Reliving the Rotary Wail

Mazda will celebrate its racing success past and present at the Monterey Motorsports Reunion

In 1979, Yojiro Terada, Yoshimi Katayama and Takashi Yorino drove an RX-7 to fifth overall and first in GTU in the 24 Hours of Daytona, beginning a long string of successes for the RX-7 in headline IMSA competition, including five straight GTU titles, a GTO championship and 10 straight class victories at Daytona. That Mazda success continues today with the Mazda RT24-P Daytona Prototype international program run by Mazda Team Joest.

But for this weekend at WeatherTech Raceway Laguna Seca, it’s the past that will be celebrated at the Monterey Motorsports Reunion, and especially the 50-year history of the International Motor Sports Association, which Mazda has been a part of for 49 years.

“I fell in love with the Mazda brand in ’79 when the first RX-7s came to Daytona and won,” says John Doonan, Director, Mazda Motorsports. “We went to IMSA races, and it was right at that time in the mid-’80s when the Nissan GTP program got kicked off, Bob Tullius and Group 44 were showcasing Jaguar, and there was the Corvette with Doc Bundy and Sarel Van Der Merwe – you started to see these factory teams. Porsche, of course, was pretty much customer racing, although a couple of those were considered factory teams. Mazda, though, didn’t really have a factory effort until the early ’90s.”

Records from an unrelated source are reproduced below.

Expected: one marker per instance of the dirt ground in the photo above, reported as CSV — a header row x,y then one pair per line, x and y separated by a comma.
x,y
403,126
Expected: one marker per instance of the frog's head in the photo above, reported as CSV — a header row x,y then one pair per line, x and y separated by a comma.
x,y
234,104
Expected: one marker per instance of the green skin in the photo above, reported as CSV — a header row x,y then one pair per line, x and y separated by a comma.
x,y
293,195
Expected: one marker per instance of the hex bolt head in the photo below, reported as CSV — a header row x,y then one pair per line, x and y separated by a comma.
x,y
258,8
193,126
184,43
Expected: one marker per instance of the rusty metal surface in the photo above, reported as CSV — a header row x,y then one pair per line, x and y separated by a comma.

First came the privateers racing RX-2s, RX-3s, and eventually RX-7s. The RX-7 propelled drivers to eight GT championships in the ’80s and ’90s. One of those was the Malibu Grand Prix-sponsored Mazda RX-7 driven by Tommy Kendall, a car Doonan says he remembers watching at Road America and Mid-Ohio. Kendall has been working with good friend and Corvette Racing crew chief Dan Binks to restore the car, which is the most-winning RX-7 in IMSA history. It’s not in concours condition, but it’s in the same condition as when Kendall last raced it, and Kendall will be driving it at the Motorsports Reunion.

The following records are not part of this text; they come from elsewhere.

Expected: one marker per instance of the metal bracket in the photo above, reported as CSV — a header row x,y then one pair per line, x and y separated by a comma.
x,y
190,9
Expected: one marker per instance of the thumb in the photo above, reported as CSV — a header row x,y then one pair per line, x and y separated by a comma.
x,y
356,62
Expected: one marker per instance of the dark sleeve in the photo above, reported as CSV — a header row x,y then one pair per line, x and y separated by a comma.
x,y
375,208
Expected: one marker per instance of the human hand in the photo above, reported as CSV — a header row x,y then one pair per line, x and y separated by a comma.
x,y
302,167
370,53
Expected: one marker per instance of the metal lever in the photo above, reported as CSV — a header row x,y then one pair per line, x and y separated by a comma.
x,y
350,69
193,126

Another championship RX-7, one that Mazda has been bringing to the reunion for several years, will also be on track: the four-rotor, second-generation GTO RX-7 that Pete Halsmer took to the title in 1991. Joel Miller will be driving that car, in addition to another race car that grew out of that program and the 787B Group C and Le Mans program, the RX-792P. The RX-792P was Mazda’s first IMSA-specific prototype, and while the program ended after only one season, it in many ways it set the stage for Mazda’s current winning prototype program.

“The chief mechanics and team manger for the weekend will be myself and [Mazda North American Operations Vice President] Robert Davis,” enthuses Doonan. “Robert is a key part of our executive team, and in his spare time, he’s always liked working on these cars. We’re trying to celebrate what has been an amazing journey for us in IMSA and celebrate some key milestones. We have each of the decades represented and it should be a real blast.”

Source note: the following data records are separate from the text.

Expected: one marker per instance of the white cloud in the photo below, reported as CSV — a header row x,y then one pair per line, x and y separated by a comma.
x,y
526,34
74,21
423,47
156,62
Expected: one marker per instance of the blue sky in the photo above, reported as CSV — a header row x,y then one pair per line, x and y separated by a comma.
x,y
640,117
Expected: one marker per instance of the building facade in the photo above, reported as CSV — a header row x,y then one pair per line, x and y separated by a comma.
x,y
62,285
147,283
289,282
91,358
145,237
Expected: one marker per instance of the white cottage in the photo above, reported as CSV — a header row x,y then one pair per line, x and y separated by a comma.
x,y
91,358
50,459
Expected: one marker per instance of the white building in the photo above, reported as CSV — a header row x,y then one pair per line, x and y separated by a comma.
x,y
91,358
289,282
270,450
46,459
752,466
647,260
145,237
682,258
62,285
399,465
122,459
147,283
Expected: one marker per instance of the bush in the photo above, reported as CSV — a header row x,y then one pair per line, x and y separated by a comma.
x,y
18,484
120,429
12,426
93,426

Doonan goes down the roll of those who contributed to Mazda’s early IMSA success, such as Jim Downing, Roger Mandeville, Amos Johnson and Kendall, who went on to win several Trans Am titles and race GTP cars in IMSA. Downing raced and won in IMSA Lights in his Mazda-powered Kudzus. It illustrates, Doonan says, the launching platform Mazda has been for a surprising number of successful racers, as it continues to do today. 

“Guys like Dave Lemon, Dave Jolly and Joe Varde, who is still a race strategist in IMSA and an engineer, raced Mazdas. Bill Auberlen and Scott Pruett; their first IMSA races were in Mazdas. And there’s Joey Hand, John Edwards, who’s now driving the Rahal BMW, and Connor de Phillipi, who is also in a Rahal car. I think more than the casual observer knows, Mazda, albeit a small-market-share player in the auto industry, has played a key role in at least being a springboard for a lot of drivers’ careers. 

“You start looking at a cross section of the grid, and so many of these drivers got their start with Mazda. We’ve been really proud to provide those kinds of platforms and be a springboard for these racing careers.”

The RX-792P will run in a special class for IMSA prototypes at this weekend’s Monterey Motorsports Reunion. The GTO and GTU RX-7s will run in an all-GTO/GTU class. In addition, Mazda will have several historic IMSA cars along with the current RT24-P and a collection of road cars on display at the event.